What is the effect of packing so much into the first sentence? Comment on the style and structure of the
final sentence. What gives this final
paragraph its dramatic force? Or, if you
don’t find it forceful or dramatic, why not?
15. How would you describe the tone of the Declaration? For which audiences would this tone be most
effective and why?
16. This passage, accusing King George III of
conducting slavery, was omitted from the final draft. (See this site for a
comparison of Jefferson’s draft and the version finally adopted by the
Congress: http://www.ushistory.org/declaration/document/compare.htm)
“He has waged cruel War against human
Nature itself, violating its most sacred Rights of Life and Liberty in the
Persons of a distant People who never offended him, captivating and carrying
them into Slavery in another Hemisphere, or to incur miserable Death, in their
Transportation thither. This piratical Warfare, the opprobrium of infidel
Powers, is the Warfare of the Christian King of Great Britain.

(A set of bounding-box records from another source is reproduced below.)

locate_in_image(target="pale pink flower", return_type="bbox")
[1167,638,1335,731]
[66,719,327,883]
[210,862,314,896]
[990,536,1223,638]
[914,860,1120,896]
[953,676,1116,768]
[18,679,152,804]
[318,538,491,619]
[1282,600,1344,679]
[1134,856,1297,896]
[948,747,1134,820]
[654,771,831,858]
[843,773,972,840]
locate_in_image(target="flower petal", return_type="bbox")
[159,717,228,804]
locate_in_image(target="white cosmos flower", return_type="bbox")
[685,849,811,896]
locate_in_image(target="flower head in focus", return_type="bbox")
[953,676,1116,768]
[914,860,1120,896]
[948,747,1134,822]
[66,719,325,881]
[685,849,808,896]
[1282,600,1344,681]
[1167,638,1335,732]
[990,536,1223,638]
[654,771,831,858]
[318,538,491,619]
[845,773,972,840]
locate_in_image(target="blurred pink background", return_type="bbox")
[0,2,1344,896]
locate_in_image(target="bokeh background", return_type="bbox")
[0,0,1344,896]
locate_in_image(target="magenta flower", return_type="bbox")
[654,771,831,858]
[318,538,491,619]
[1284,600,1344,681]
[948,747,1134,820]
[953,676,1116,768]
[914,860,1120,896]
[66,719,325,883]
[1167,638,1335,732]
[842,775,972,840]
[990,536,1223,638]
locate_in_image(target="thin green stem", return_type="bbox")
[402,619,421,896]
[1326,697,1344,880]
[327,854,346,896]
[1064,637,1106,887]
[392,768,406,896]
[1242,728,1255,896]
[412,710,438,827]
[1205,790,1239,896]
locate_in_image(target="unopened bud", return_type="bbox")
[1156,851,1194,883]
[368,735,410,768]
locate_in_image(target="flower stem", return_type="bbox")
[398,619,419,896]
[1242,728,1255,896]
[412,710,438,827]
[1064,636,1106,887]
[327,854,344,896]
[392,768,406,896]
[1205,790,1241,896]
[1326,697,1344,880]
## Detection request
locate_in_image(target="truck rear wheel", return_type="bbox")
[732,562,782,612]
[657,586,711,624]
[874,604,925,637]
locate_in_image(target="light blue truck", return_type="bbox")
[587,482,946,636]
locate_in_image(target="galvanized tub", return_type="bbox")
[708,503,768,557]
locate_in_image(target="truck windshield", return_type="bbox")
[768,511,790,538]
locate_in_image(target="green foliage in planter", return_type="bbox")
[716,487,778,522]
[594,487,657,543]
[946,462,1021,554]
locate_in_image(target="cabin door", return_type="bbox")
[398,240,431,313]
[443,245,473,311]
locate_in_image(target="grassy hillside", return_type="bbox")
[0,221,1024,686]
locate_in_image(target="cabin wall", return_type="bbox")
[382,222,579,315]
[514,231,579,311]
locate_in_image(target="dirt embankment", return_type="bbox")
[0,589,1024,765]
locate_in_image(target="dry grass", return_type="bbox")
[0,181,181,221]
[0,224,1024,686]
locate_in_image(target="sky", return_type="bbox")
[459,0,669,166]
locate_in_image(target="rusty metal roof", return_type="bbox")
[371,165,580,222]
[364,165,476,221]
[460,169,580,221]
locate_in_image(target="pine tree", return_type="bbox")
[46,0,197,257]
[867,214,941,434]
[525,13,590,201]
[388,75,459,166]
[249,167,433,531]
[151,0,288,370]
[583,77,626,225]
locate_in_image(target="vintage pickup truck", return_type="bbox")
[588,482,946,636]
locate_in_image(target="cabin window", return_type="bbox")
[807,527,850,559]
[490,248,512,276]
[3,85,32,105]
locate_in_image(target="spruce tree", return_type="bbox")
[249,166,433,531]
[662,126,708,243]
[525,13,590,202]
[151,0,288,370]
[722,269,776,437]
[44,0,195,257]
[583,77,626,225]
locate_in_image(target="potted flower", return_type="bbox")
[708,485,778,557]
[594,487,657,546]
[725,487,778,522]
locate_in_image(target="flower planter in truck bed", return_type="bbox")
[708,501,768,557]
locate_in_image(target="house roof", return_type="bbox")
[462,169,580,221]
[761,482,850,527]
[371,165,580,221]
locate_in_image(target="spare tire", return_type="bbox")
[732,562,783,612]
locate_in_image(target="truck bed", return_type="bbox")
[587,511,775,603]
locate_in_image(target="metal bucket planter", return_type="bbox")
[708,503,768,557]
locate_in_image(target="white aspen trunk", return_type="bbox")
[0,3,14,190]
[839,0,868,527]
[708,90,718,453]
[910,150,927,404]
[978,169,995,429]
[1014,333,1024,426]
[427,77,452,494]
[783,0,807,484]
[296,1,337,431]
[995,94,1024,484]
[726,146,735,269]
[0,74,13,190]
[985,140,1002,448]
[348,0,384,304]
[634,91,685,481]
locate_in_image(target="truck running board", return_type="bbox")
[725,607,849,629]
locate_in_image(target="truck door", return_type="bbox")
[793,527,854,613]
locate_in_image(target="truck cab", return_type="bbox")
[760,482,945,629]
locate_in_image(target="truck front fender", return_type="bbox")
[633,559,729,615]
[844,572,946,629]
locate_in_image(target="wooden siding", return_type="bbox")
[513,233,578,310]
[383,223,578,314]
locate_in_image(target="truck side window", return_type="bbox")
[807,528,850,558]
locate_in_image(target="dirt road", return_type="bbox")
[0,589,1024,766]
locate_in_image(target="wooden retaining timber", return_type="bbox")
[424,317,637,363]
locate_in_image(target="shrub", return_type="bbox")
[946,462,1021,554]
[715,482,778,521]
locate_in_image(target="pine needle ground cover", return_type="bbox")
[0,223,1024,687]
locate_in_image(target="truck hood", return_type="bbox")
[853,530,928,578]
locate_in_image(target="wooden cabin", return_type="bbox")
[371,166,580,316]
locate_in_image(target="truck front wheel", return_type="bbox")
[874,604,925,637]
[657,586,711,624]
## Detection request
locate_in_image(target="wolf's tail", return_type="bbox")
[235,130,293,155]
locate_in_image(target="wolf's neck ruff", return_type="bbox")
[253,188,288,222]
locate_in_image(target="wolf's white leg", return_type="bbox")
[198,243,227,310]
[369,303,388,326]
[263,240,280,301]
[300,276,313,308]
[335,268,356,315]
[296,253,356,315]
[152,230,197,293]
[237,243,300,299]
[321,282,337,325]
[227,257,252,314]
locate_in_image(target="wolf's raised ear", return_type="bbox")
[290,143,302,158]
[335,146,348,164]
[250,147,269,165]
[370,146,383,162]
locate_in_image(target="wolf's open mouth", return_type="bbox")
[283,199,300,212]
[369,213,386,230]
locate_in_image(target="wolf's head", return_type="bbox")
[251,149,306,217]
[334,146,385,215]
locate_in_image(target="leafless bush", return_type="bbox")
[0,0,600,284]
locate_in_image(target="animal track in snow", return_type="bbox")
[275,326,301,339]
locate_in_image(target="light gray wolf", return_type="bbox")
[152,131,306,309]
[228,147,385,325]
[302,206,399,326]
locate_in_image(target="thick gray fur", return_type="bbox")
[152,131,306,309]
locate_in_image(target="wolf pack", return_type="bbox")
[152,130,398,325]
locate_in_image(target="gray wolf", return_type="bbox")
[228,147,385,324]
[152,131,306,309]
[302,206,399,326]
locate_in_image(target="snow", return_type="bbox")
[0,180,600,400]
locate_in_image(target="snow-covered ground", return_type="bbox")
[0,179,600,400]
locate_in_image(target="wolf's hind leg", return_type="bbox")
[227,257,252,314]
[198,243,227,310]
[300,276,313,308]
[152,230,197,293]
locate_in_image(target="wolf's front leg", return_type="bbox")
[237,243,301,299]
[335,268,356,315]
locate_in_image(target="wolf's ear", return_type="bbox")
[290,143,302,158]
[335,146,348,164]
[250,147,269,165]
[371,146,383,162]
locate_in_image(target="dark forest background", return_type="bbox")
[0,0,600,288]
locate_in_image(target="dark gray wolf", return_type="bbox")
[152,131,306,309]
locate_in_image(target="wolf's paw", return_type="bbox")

“He has prostituted his Negative for
Suppressing every legislative Attempt to prohibit or to restrain an execrable
Commerce, determined to keep open a Market where Men should be bought and sold,
and that this assemblage of Horrors might want no Fact of distinguished Die.
“He is now exciting those very People
to rise in Arms among us, and to purchase their Liberty of which he has
deprived them, by murdering the People upon whom he also obtruded them: thus
paying off, former Crimes committed against the Liberties of one People, with
Crimes which he urges them to commit against the Lives of another.”
How
would you paraphrase this passage (restate it in your own language)? How well does it describe the historical
circumstances of the times, so far as you know?
How effective is it for the general argument Jefferson and the Congress
seek to make? Why do you think it was
ultimately omitted from the Declaration?
17. The resource list includes a number of
documents modeled after the Declaration. Read one and note similarities and
differences, especially in the definition of the “human” (or “man”). What kinds of texts has the Declaration inspired? How does the text you read differ from the Declaration?